How to add the NVIDIA GPU Metrics on the newrelic infra agent (feat. newrelic flex)

Background

If you want to see your instance’s GPU metric on newrelic, you can simply add a .yml file. It is called New Relic Flex which is an application-agnostic, all-in-one tool that allows you to collect metric data from a wide variety of services. Then you can easily query for the GPU status (temperature, utilization, memory, etc) in newrelic. You can make GPU dashboard like below for instance.

Benefit (for AWS CloudWatch Users)

In CloudWatch, you can see the GPU metrics. When you request(query) the metrics, you will be paid. However, it’s free on newrelic.

Also, you can customize the GPU and related metrics using newrelic flex, then can make your own dashboard.

Pre-requirement

In your on-premise or cloud environment, you have to install the GPU driver to get the GPU Metrics from the command.
This example tested on Ubuntu in the AWS p2 instance which has GPU resources.
I manually installed the NVIDIA drive on my AWS p2 instance, but you can use the AMI which already installed the Nvidia driver.

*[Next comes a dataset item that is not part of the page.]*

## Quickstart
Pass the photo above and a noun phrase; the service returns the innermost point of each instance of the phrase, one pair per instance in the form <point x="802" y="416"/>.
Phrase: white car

For more detail, you can refer to the below links.

New Relic Flex integration (for GPU Metrics)

  1. Suppose that you installed the newrelic infra agent and connected the instance which has the GPU resource.

    $ cd /etc/newrelic-infra/integrations.d
    $ sudo vim flex-nvidia-gpu.yml
    

    You can name flex-WHAT-YOU-WANT.yml

  2. Copy and paste the below YML script to flex-nvidia-gpu.yml

    integrations:
      - name: nri-flex
        config:
          name: nvidiaGpuMetric
          apis:
            - name: NvidiaGpuMetric
              commands:
                - run: echo "$(hostname), $(nvidia-smi --query-gpu=name,driver_version,temperature.gpu,utilization.gpu,utilization.memory,memory.total,memory.free,memory.used,timestamp --format=csv,noheader)"
                  split: horizontal
                  split_by: \,
                  set_header: [hostname,name,driverVersion,temperatureGpu,utilizationGpu,utilizationMemory,memoryTotal,memoryFree,memoryUsed,timestamp]
              perc_to_decimal: true
    

    The result of run field and set_header (column) field must be the same number of the elements. Also, be care of split_by field. If they aren’t right, you can’t see any result in the newrelic query builder.

    There are two commands which concatenate with echo in run field. When you query to newrelic, you can group by hostname (Facet).
    $ hostname
    $ nvidia-smi --query-gpu=name,driver_version,temperature.gpu,utilization.gpu,utilization.memory,memory.total,memory.free,memory.used,timestamp --format=csv,noheader

  3. Go to one.newrelic.com > Click Query your data on the right top > Click Query builder tab.

  4. Input below NRQL queries and test them.

    SELECT hostname,name,driverVersion,temperatureGpu,utilizationGpu,
           utilizationMemory,memoryTotal,memoryFree,memoryUsed 
    FROM NvidiaGpuMetricSample 
    Since 1 day ago
    

    SELECT average(numeric(temperatureGpu)) as 'Temperature' 
    FROM NvidiaGpuMetricSample 
    TIMESERIES 
    Since 1 day ago
    

    SELECT average(numeric(utilizationGpu)) as 'utilizationGpu' 
    FROM NvidiaGpuMetricSample 
    TIMESERIES 
    Since 1 day ago
    

Test Environment

  • Ubuntu 18.04 LTS (or 20.04 LTS)
  • AWS p2 instance
  • NVIDIA Tesla driver

References

1 Like

Thank you for the detailed steps , I’ve followed them and i’m using newrelic infra agent 1.14 on kubernetes and tried all the steps however the data is not getting generated .

No chart data available

No events found – do you have the correct event type and time range?

Hi @satish.kumar.kuchipu,

  1. Did you test the same .yml script above?
  2. If not, can you check you command(run:) and delimiter (split_by:)?

Just as a note, this is an absolutely great topic - and it needs to be kept around. The only key issue is that I had difficulty on windows 11 with escaping quotes/evaluating properly. Adding “shell: powershell” resolved the issue entirely.

1 Like

Hi @ecummings,

Welcome to the Explorers Hub and thank you for sharing this. I am certain it will helpful to other members in the community should they experience this issue.